With a DIY estate plan, you’re gambling with your life’s legacy. If your estate plan falls through, you risk leaving your beneficiaries with far less of your estate than you’d intended—or nothing at all.
However, if done correctly and carefully, a DIY estate plan could save you time, money, and the hassle of finding a trustworthy, qualified attorney.
Pro: DIY estate planning is convenient
You can conveniently create an estate plan in the comfort of your home. If you have a computer, or even a smartphone and internet access, you can order an estate-planning kit while you cook your dinner.
Most kits come with instructions, either on a CD or in a booklet, and all the forms you need to draft a comprehensive estate plan.
Pro: DIY estate planning can save you time
Death waits for no one. Why waste piles of precious time shopping around for the right estate-planning attorney, waiting for appointments, and sitting in them? You can order a kit today and work through it at your convenience.

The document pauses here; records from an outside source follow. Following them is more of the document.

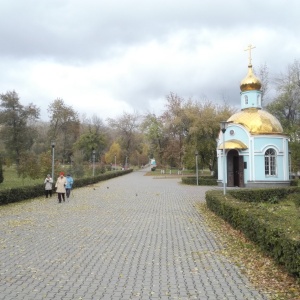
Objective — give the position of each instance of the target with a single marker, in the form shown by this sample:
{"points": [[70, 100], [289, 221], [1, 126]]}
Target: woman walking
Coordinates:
{"points": [[48, 186], [61, 187]]}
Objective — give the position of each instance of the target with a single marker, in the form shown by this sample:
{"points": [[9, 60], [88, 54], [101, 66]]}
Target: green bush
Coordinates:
{"points": [[203, 180], [265, 229], [33, 191], [271, 195]]}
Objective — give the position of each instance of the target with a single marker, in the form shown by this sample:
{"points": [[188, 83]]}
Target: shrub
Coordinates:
{"points": [[203, 180]]}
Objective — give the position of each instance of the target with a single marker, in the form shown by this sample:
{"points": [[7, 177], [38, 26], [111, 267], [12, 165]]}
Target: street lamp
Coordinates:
{"points": [[94, 153], [223, 126], [196, 154], [53, 146]]}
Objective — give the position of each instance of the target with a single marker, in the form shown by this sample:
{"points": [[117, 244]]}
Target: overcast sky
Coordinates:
{"points": [[105, 57]]}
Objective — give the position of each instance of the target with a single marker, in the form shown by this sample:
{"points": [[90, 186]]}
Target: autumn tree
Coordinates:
{"points": [[176, 126], [64, 127], [127, 128], [286, 107], [204, 119], [92, 138], [29, 166], [114, 153], [16, 122]]}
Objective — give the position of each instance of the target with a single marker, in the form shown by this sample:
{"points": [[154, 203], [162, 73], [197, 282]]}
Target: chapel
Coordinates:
{"points": [[252, 149]]}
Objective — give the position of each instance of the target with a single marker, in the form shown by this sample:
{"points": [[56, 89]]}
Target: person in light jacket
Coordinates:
{"points": [[69, 185], [61, 187], [48, 186]]}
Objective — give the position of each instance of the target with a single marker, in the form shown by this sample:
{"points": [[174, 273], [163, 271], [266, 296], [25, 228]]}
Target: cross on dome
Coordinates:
{"points": [[249, 48]]}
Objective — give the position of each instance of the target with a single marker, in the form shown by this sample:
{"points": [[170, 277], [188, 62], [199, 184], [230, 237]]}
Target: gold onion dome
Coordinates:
{"points": [[257, 121], [250, 82]]}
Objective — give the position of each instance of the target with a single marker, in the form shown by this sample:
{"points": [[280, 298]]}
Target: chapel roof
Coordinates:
{"points": [[257, 121]]}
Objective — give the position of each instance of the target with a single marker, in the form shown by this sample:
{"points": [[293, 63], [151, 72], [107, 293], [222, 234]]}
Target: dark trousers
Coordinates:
{"points": [[48, 193], [61, 196], [68, 192]]}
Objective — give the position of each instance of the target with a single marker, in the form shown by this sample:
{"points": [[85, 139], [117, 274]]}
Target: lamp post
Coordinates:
{"points": [[71, 161], [94, 154], [197, 176], [224, 125], [53, 146]]}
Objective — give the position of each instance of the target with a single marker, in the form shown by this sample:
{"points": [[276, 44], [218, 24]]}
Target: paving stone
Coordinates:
{"points": [[140, 239]]}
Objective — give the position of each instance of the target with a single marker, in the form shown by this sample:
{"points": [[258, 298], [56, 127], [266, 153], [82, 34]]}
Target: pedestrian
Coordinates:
{"points": [[48, 186], [69, 185], [61, 187]]}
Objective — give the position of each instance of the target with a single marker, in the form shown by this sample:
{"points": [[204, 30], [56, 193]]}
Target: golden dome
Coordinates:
{"points": [[250, 82], [257, 121]]}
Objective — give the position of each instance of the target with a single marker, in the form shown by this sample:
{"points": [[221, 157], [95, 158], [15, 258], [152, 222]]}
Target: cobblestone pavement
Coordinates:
{"points": [[132, 237]]}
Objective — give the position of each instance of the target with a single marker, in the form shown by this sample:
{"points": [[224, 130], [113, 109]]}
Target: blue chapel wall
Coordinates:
{"points": [[261, 144], [239, 134]]}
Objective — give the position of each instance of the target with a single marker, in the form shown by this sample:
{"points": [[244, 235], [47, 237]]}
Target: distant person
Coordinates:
{"points": [[60, 185], [48, 186], [69, 185]]}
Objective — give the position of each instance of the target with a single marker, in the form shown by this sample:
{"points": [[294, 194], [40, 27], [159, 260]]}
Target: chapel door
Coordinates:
{"points": [[230, 168], [235, 169], [241, 172]]}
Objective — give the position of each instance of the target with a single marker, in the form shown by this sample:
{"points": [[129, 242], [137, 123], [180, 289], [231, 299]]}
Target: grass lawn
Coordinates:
{"points": [[11, 179], [174, 171]]}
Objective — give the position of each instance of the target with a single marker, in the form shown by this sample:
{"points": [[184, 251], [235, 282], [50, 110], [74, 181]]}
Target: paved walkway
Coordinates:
{"points": [[132, 237]]}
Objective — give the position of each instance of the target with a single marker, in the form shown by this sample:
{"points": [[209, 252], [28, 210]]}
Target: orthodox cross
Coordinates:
{"points": [[249, 48]]}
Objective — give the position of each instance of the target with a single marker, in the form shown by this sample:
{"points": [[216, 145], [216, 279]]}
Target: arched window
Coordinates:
{"points": [[270, 162]]}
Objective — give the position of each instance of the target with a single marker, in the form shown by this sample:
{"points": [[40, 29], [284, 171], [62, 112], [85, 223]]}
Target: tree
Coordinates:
{"points": [[263, 75], [16, 130], [1, 171], [176, 127], [113, 152], [286, 107], [93, 138], [154, 131], [127, 129], [29, 166], [64, 128]]}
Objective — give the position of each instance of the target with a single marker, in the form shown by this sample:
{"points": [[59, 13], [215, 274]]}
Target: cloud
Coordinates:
{"points": [[105, 57]]}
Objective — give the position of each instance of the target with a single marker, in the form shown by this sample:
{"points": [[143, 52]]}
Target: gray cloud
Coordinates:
{"points": [[131, 54]]}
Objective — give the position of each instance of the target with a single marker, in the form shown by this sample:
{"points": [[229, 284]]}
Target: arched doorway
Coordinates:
{"points": [[235, 169]]}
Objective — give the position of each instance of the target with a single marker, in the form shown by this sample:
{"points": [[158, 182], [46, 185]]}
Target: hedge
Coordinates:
{"points": [[203, 180], [262, 228], [28, 192]]}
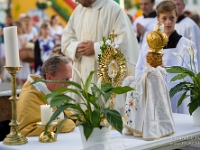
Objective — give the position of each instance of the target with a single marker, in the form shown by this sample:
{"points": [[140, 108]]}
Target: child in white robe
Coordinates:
{"points": [[148, 110], [167, 14]]}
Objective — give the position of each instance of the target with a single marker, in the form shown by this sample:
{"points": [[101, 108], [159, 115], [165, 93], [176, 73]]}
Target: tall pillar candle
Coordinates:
{"points": [[46, 113], [11, 46]]}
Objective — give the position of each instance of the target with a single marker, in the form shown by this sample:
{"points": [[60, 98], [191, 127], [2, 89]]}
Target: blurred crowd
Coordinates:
{"points": [[43, 41]]}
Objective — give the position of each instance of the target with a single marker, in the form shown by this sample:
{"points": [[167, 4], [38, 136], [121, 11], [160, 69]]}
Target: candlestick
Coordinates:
{"points": [[14, 137], [11, 46], [46, 113]]}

Pro: DIY estate planning can save you money
The star prize for doing anything yourself is the wad of cash sitting heavy and ready for your spending pleasure after you finish your DIY project. Each estate-planning attorney has their own fee structure—and most fee structures tend to be on the expensive side.
Note: Some estate-planning attorneys charge flat fees for estate-planning services. Others may charge hourly fees or a percentage of the total estate value. It isn’t unheard of to spend thousands putting together your estate plan. On the other hand, a DIY kit can cost as low as $28.
Con: A DIY mistake can have lasting consequences for your beneficiaries
Without legal help, you risk misinterpreting and incorrectly supplying crucial information to your estate plan. Incorrectly supplied information in an estate plan risks invalidating it.
For example, if your will, a crucial part of your estate plan, isn’t written well enough or is inconsistent, your family members can contest your will’s validity in probate court, which will then decide who gets what of your estate after a long, costly process. It isn’t uncommon for probate court to completely consume the total value of an estate.
Con: DIY estate planning can’t answer your questions
If you’re the type of person who relies on winging it through life, you risk making a costly mistake somewhere in your estate plan. Suck it up, and ask for help.
Creating a valid estate plan requires careful wording of highly sensitive information, which you’ll surely have questions about. Estate-planning attorneys can answer your questions so you don’t make a mistake in drafting your estate plan.
Con: DIY estate planning doesn’t keep up with state law
A common mistake DIYers make is not tracking state estate laws, which are different in each state. Confounding that issue, estate laws change all the time.
A DIY estate-planning kit published in California probably won’t tell you that the state of Massachusetts requires two disinterested witnesses to sign your will. An estate-planning attorney will know the estate laws in your state.
The Bottom Line
How you put together your estate plan is up to you, whether you’re a gung-ho DIYer or not. At the end of the day, you must draft your estate plan with the interests of your beneficiaries in mind, and a mistake in your plan, even a small one, can prove disastrous down the road. If you don’t have the money to spend on an estate-planning attorney, do your research prior to drafting a DIY estate plan. Either way, don’t wait—take care of your loved ones today.